An academic battle simmering for two years is coming to a boil with the release next month of a new book taking aim at Harvard University professor Alan Dershowitz and his support for Israel.
In the new book, “Beyond Chutzpah,” DePaul University professor Norman Finkelstein attempts to discredit Dershowitz’s 2003 bestseller, “The Case for Israel.” The title of the new books is a play on Dershowitz’s 1991 book, “Chutzpah,” which made the case for Jewish assertiveness in American life.
For two years, Finkelstein, author of “The Holocaust Industry” and a fierce critic of some Jewish organizations, has been using his Web site to criticize Dershowitz’s book, going so far as to argue that the Harvard professor failed to properly attribute material from Joan Peters’s book, “From Time Immemorial: The Origins of the Arab-Jewish Conflict Over Palestine.”
Dershowitz has vigorously defended the sourcing in his book and is firing back at Finkelstein.
In an essay recently published on the Web site JBooks.com, Dershowitz attacked Finkelstein, as well as Noam Chomsky and Alexander Cockburn, left-wing pundits widely regarded as anti-Israel.
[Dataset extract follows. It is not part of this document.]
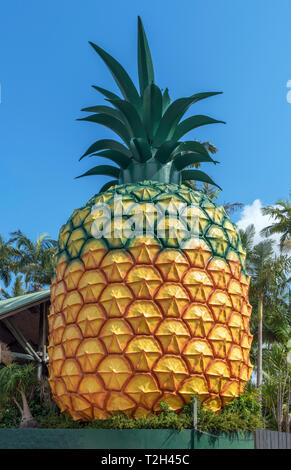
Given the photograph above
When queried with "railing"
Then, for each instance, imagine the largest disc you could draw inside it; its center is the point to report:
(265, 439)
Dershowitz argued that the three were guilty of “literary McCarthyism” in their attempts to discredit him.
“The mode of attack is consistent,” Dershowitz wrote. “Chomsky selects the target and directs Finkelstein to probe the writings in minute detail and conclude that the writer didn’t actually write the work, that it is plagiarized, that it is a hoax and a fraud. Cockburn publicizes these ‘findings,’ and then a cadre of fellow travelers bombard the Internet with so many attacks on the target that these attacks jump to the top of Google.”
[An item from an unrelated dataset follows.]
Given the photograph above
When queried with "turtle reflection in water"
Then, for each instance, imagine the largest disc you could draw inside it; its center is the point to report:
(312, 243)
While Dershowitz has only recently gone public with most of his complaints about Finkelstein, he has for some time engaged Finkelstein’s publishers with warnings about potentially defamatory material in “Beyond Chutzpah.”
“Beyond Chutzpah” is now with its second publisher, University of California Press. “Dershowitz’s interventions slowed the production schedule at New Press,” Finkelstein said. “Given the timeliness of the book, I switched to UC Press, which was able to promise an accelerated production schedule.”
However, Dershowitz claims that Finkelstein’s contract with The New Press was canceled after the publisher “concluded that the material was defamatory.”
Dershowitz said he has contacted UC Press in order to alert “them to any potential defamations.… I just wanted to make sure they were aware of the fact that a previous publisher had canceled a contract.”
Officials at The New Press would not comment on Finkelstein’s contract.
The director of UC Press, Lynne Withey, indicated that although the company plans to publish Finkelstein’s book Dershowitz had succeeded on at least one front: Withey told the Forward that any claim that Dershowitz did not write “The Case for Israel” would likely be removed from Finkelstein’s book. Finkelstein responded to Withey’s comments by saying, “The decision of the press, with which I fully concurred, was to focus on the egregious misrepresentations of the factual record in Dershowitz’s book.”